Taras then went into her own story of living during the Holocaust. She was born in Antwerp, Belgium, in 1938, an only child to her parents. One day when she was about three years old, her father, who made fur coats for a living, went to nearby Brussels by train to sell his coats, and took his daughter with him. Little did they know that that was the moment that their family would be split up forever; while Taras and her father were gone, her mother found out that the Nazis were planning to arrest all Jews on the train that her husband and daughter were to return on. In her attempts to warn them, she herself was rounded up by the Nazis and taken to Auschwitz. They never saw her again, and she was executed shortly after.
Taras and her father were able to return to Antwerp safely after all – she doesn’t recall if it was because the Nazis didn’t search that train after all or if they might have missed their train – but either way they returned to Antwerp, only to find out that Taras’ mother had been taken. Her father now had to take care of his young daughter alone, amid German occupation and an increasingly dire situation for Jews.
“As a young kid, a toddler, I understood what was going on. You feel the danger, you feel in the air that it’s not safe,” said Taras.
The persecution escalated until one night, at 1:30 a.m., Nazi soldiers closed in on the majority Jewish quarter of the city and rounded up Jews by force to take them to the concentration camps. Taras recalls the chaos and terror of that night – dogs barking, people screaming, soldiers shouting, and people being shoved into trucks, men in one and women in another.
Her father knew where the trucks were going, and that the chances of survival for him and his daughter if they were taken to a concentration camp were close to zero. “So he decided, let’s die today. He walked out of the house with me, he expected to get shot, he walked alongside the building, he made a right turn, he went to a friend’s house – nobody saw us. Higher power? I do believe that,” said Taras.
They were able to stay with that friend for a few days until things quieted down and then they escaped to Brussels, hoping they would be able to hide more easily in the larger city. Taras’ father got a work permit and arranged to have Taras taken in by various individuals, first a farmer and his family, then a nurse, then an elderly Catholic couple, which she spent the rest of the war with. Taras could only see her father occasionally when he was able to get away from work.
Another tense moment happened when she was staying with the elderly Catholic couple. A German officer and two soldiers came knocking on the door to randomly search the house. While it was illegal for citizens to have guns or radios, the couple owned a gun, which was hidden behind a bookcase. The soldiers searched the house and just as one of them was about to find the gun, the officer called them off. Taras believes that this was another moment where God stepped into protect her. “I think that was again divine intervention ... had he found the gun, we would have been shot on the spot. I’m supposed to be here today, that’s why. I can’t figure anything else out,” she said.
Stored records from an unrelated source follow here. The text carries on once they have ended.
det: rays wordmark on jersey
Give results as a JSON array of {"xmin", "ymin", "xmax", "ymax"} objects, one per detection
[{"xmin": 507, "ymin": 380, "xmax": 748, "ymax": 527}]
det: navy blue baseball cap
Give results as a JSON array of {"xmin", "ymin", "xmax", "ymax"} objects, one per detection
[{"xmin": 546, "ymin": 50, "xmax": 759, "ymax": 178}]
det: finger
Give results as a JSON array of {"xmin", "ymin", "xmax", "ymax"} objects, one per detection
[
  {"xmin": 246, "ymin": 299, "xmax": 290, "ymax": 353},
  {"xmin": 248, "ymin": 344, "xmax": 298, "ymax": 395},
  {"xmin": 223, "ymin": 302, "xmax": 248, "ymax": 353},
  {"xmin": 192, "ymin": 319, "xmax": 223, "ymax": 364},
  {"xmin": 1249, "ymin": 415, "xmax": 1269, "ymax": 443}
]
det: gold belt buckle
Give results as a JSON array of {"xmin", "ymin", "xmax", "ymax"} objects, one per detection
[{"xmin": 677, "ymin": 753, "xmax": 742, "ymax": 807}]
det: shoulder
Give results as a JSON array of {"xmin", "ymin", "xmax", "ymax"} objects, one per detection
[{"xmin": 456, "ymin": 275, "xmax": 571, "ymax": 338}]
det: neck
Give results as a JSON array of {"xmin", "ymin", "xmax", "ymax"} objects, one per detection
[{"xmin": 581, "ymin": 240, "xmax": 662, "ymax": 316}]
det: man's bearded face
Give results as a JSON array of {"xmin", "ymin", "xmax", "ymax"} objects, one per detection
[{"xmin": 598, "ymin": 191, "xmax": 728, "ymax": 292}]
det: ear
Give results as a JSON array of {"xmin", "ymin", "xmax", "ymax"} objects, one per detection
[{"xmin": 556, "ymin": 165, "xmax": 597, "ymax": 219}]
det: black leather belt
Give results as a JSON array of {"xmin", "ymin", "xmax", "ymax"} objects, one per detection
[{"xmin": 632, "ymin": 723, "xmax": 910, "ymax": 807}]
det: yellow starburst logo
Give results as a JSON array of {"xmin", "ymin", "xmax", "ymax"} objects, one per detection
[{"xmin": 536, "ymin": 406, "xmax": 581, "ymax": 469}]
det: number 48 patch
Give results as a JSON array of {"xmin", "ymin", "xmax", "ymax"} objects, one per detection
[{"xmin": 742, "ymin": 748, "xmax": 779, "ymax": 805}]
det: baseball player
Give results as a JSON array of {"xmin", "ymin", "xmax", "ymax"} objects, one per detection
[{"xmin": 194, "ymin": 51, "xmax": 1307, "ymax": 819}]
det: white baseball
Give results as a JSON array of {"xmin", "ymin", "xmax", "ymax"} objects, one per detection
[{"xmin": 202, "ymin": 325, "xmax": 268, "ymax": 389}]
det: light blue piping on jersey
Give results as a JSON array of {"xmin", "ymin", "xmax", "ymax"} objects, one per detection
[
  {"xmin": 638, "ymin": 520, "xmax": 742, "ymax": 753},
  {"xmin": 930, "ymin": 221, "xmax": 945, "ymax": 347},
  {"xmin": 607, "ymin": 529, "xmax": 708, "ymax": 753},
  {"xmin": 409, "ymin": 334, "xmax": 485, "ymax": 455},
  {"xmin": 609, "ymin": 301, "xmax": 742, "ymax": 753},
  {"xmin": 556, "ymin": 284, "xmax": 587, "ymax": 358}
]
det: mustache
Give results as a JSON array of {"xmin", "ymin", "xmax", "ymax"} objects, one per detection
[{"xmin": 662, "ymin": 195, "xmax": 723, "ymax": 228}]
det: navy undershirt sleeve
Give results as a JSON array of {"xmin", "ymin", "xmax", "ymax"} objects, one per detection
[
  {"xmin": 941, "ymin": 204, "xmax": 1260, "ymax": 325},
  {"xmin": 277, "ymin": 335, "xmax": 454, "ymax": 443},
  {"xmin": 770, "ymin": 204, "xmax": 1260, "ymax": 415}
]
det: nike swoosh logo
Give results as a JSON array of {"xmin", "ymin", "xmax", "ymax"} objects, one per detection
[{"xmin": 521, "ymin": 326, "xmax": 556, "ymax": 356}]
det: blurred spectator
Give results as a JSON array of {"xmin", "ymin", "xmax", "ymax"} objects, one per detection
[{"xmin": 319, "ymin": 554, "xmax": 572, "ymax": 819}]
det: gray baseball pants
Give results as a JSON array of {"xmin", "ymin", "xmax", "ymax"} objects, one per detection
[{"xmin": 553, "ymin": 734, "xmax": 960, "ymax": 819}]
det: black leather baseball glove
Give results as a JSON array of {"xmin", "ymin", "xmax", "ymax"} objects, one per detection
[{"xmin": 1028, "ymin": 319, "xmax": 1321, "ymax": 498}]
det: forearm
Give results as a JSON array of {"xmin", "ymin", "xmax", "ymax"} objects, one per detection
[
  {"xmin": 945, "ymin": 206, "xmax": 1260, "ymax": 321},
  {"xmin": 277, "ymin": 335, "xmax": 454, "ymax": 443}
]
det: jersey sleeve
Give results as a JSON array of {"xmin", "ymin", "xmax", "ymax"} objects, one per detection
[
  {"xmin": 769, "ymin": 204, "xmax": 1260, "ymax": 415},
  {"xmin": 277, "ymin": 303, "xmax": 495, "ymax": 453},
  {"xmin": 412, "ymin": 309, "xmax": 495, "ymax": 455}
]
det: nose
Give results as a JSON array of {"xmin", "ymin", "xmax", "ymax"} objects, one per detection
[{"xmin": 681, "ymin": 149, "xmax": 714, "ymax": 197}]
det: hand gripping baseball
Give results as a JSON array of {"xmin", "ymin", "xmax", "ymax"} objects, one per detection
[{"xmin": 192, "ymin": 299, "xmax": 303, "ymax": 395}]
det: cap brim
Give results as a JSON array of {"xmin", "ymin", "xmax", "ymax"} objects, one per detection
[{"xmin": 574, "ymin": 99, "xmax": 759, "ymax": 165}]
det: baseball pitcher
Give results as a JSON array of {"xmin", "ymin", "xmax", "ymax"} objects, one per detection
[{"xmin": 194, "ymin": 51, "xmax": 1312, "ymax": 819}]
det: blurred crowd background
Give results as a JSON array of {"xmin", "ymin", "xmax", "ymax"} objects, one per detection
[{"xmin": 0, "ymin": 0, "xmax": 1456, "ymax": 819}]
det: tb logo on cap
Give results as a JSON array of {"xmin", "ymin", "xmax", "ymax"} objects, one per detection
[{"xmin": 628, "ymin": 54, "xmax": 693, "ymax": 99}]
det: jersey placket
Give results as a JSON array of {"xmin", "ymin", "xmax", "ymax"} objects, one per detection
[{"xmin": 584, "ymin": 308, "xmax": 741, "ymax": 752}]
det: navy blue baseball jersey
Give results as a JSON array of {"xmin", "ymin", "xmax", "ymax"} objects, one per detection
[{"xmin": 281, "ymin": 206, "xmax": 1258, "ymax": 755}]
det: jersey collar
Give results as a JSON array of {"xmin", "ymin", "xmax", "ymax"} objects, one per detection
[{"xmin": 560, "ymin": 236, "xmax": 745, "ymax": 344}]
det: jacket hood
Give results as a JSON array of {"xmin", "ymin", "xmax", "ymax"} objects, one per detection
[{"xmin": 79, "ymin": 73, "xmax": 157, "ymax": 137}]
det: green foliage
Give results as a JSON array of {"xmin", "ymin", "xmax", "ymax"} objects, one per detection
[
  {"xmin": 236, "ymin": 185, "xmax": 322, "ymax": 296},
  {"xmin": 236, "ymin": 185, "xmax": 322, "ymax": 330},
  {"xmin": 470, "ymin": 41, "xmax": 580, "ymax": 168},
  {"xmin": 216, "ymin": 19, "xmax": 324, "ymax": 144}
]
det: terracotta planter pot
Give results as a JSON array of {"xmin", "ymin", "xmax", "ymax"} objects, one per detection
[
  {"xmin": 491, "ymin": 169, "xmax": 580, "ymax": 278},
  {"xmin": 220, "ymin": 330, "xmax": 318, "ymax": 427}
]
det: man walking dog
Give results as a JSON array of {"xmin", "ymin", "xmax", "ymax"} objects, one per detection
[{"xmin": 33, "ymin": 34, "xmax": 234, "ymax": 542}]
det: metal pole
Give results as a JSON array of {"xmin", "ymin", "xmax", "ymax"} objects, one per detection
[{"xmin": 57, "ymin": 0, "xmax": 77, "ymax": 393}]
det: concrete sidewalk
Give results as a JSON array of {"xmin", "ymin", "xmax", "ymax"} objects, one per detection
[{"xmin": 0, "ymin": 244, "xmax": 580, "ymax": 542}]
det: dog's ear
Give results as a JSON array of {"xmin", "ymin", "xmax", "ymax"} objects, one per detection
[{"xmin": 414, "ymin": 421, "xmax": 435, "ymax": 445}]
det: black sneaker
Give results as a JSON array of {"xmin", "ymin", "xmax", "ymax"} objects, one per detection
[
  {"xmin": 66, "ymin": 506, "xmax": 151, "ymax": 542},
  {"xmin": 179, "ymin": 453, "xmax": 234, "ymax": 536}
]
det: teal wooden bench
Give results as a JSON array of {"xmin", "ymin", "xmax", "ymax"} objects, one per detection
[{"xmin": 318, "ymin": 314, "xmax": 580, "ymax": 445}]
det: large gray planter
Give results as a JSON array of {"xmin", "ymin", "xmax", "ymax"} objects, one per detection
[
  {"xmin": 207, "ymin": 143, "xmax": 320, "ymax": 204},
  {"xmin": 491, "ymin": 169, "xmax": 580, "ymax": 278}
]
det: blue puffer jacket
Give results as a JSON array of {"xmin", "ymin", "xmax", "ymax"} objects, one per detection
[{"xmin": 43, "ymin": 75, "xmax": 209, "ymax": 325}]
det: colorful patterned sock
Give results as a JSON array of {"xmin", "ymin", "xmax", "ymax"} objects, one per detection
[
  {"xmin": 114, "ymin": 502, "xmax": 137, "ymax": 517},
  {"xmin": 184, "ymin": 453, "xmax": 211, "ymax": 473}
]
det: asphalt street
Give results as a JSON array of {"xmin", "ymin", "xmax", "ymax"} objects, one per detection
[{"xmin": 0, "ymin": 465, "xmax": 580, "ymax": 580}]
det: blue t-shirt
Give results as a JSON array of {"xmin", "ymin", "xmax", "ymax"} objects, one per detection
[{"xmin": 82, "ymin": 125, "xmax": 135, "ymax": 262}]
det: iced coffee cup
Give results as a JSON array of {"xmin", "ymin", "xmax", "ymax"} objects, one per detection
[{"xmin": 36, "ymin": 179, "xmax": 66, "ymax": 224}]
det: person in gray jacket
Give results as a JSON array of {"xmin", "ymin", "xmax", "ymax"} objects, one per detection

When the war ended in 1945, Taras discovered that she, her father and her uncle were the only ones that had survived the Holocaust out of her once-large extended family. Eventually she and her father immigrated to Montréal, Canada, and then she married and moved to California with her husband.
Reflecting on her experience, Taras is grateful to God that she survived, but emphasized the importance of not forgetting the atrocities that happened.
“Thank God I’m still here. There are very few survivors left in the world ... I feel so privileged to be able to tell you my story because in a few years, people are going to say, and now already are saying, ‘It didn’t happen.’ Well, I saw it with my own eyes,” she said.
To illustrate how everyone is an important part of our world despite differences in religion, race or color, Taras asked the students what it would be like if all the flowers in the world were white, to which a student responded that it would be boring. “That’s the answer I always get. That’s why the world is not all white,” she said. “We have different people, different religions, but we’re all people, we’re human beings.”
“If we cut our finger, we bleed the same,” she said.
Sacred Heart seventh and eighth grade religion teacher Karen Tatum said she has been doing a unit on the Holocaust for years. She lived in Europe for five years and said the experience of being able to witness more up close the effects of the Holocaust, even decades later, helped impress on her mind the importance of teaching the students this history.
“It just kept coming back and coming back to me ... when you’re in Europe, [the Holocaust] is so much more with you than it is here in the States, from the cemeteries to the families ... I just think it’s not taught, and I don’t know why it’s not taught,” she said. “I just think people aren’t aware.”
“Especially today, look at all the anti-Semitism that’s rearing its ugly head again ... hopefully when you teach kids this young about what happens, they’ll go, ‘Why is someone picking on Jews? What, again? You want them to think that, you want them to think, ‘That’s not OK,’ ” she said.
Students seemed to be impacted by Taras’ talk, including eighth grader Levi Stone, who called it “amazing” and “super eye-opening.” Stone, who is Jewish, recently took third place in a middle school poetry contest sponsored by the Jewish Federation.
“It’s very important to remember and tell everybody, because it shouldn’t happen again,” said eighth grader Hannah Woods.